C’est Nikolaï, pensa-t-il. Ce fumier a trouvé la fille avant Yasmine. Il a fait main basse sur le film et maintenant il va essayer de s’en servir. Soit en me faisant casquer un maximum, soit en trouvant un moyen de m’utiliser. Eh bien, qu’il aille se faire foutre. Ça n’arrivera pas. Pas cette fois.
Ses souvenirs remontèrent des années en arrière, au jeune homme en colère qu’il avait jadis été. Et au Russe qui était entré dans sa vie et qui savait exactement ce qu’il fallait faire pour acheter son âme.
Sa première rencontre avec Nikolaï Popov avait eu lieu par une journée froide et ensoleillée de décembre 1951.

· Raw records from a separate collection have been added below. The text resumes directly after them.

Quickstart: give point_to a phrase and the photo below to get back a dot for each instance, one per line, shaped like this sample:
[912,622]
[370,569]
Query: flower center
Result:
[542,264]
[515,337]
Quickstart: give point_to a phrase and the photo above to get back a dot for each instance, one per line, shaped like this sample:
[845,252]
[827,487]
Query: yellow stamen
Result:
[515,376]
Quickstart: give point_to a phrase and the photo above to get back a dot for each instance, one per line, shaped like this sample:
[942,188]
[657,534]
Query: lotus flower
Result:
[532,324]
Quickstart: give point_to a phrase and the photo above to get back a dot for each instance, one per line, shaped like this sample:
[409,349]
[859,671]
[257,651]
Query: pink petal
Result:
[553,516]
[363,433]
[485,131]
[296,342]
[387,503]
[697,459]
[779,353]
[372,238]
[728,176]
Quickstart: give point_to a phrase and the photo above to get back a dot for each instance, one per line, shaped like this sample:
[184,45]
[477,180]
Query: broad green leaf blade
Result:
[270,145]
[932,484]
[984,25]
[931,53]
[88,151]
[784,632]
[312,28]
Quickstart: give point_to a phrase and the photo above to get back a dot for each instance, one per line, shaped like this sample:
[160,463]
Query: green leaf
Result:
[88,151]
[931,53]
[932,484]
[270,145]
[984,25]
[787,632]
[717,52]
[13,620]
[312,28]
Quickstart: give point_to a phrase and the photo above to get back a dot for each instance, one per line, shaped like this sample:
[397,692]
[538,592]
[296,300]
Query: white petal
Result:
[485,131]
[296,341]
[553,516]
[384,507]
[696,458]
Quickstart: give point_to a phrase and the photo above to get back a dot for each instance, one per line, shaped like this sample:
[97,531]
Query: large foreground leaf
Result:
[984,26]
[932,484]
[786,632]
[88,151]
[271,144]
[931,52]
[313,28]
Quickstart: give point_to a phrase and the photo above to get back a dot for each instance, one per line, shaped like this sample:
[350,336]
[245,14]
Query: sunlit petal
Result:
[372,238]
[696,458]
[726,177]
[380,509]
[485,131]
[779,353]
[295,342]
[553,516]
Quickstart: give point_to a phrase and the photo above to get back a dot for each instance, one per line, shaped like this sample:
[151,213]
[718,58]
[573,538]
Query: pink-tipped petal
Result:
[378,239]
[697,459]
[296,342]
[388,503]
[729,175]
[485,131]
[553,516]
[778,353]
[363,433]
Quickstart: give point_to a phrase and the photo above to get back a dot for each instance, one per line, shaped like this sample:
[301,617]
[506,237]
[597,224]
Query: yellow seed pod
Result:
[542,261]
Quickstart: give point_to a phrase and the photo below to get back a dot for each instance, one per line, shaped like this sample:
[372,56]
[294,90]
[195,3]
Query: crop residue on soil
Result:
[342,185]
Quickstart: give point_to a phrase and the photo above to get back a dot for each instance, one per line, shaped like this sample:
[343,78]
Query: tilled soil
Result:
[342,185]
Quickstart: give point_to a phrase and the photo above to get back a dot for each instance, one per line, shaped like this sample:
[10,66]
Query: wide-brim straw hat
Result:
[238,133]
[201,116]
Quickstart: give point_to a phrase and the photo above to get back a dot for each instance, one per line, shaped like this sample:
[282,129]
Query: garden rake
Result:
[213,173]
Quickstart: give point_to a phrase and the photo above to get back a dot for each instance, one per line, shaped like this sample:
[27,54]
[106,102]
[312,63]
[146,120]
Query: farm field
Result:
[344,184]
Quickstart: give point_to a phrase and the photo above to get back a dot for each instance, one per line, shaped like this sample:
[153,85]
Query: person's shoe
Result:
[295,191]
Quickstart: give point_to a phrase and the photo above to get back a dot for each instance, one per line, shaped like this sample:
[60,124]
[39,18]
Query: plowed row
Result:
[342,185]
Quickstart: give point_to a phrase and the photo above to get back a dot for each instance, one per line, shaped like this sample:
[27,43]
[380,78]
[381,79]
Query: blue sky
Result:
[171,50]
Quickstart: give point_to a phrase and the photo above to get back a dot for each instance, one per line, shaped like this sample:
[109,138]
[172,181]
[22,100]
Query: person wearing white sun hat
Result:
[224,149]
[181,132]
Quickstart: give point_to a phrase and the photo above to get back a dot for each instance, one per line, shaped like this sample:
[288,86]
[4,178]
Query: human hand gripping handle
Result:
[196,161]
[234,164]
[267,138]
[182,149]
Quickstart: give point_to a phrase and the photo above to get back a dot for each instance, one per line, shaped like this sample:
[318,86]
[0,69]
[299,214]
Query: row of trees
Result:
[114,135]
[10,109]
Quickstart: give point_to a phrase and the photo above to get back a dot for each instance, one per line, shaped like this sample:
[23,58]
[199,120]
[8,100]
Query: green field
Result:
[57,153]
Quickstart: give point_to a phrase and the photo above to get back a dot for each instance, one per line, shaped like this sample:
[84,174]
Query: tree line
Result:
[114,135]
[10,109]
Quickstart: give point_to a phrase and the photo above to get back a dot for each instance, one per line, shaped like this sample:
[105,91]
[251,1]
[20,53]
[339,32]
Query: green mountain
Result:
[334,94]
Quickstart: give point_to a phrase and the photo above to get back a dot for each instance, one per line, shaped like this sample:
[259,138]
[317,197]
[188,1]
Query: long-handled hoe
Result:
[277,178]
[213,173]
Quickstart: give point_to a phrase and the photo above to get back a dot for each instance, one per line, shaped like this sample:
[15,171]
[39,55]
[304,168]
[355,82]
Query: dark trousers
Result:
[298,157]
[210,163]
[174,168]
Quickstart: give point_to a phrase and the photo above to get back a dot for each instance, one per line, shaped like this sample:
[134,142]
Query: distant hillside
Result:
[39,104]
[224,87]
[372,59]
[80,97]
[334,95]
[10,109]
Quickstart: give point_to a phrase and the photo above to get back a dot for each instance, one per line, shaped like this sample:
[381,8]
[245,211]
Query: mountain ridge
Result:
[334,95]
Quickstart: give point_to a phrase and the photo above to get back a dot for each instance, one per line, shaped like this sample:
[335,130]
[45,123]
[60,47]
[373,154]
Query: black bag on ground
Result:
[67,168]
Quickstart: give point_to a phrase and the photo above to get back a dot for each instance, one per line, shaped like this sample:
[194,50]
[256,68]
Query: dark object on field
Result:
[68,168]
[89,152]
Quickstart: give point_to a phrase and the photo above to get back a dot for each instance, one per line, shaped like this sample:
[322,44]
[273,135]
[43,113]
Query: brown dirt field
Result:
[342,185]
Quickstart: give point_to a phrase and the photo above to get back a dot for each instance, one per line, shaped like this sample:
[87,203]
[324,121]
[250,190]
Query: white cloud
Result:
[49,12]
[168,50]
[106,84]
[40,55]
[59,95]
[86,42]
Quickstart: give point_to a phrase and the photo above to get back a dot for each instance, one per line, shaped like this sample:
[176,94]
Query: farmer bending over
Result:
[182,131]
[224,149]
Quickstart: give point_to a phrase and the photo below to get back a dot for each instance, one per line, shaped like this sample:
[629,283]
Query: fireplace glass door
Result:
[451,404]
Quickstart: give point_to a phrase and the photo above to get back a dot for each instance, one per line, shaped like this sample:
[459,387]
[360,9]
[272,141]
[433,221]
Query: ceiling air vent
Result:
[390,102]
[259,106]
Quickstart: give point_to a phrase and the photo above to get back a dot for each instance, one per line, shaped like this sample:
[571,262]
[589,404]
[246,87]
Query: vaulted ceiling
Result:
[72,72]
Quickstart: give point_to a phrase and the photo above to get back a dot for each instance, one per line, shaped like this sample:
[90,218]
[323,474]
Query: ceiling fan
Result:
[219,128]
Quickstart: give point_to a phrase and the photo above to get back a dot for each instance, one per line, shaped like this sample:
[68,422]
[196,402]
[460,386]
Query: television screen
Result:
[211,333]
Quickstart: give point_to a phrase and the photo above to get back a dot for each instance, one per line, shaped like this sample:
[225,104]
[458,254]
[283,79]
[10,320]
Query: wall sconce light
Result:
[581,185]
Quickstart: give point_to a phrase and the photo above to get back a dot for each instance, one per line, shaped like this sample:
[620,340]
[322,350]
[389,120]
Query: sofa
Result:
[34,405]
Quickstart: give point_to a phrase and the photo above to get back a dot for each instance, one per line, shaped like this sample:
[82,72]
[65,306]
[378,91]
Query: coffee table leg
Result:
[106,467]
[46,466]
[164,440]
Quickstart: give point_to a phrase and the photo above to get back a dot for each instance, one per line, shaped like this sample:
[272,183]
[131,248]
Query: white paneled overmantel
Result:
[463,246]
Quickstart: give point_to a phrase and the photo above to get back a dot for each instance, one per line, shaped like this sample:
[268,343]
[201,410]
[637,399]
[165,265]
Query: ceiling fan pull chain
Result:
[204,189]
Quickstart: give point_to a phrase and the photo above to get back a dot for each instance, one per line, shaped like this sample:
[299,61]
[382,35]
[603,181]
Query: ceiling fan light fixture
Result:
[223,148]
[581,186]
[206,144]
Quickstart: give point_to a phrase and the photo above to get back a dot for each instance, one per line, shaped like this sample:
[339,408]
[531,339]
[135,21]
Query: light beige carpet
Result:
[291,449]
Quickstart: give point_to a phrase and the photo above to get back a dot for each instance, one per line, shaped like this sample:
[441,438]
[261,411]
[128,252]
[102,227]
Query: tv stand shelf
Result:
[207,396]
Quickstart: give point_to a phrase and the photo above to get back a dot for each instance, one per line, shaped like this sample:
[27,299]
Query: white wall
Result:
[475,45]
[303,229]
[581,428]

À la fin du lycée, Miles avait obtenu une bourse d’athlétisme au Boston College, mais il s’était pété un genou en loupant une haie dès la première compétition. Après ça, il n’avait plus qu’un moyen de continuer ses études, c’était de ne suivre que quelques cours par semestre et de travailler, entre deux, sur des chantiers de construction au port.
C’était quand même une bonne époque. Il créchait avec cinq autres types dans un vieil immeuble délabré, à la limite de Chestnut Hill, et bouffait des boîtes de porc aux haricots et du beurre de cacahuète. Il couchait quand il pouvait, ce qui n’arrivait pas souvent, parce que le genre de filles qui l’attirait – les filles qui avaient de la classe, de l’argent et un pedigree qui remontait à quatre générations – ne succombaient pas souvent au charme des minables dans son genre.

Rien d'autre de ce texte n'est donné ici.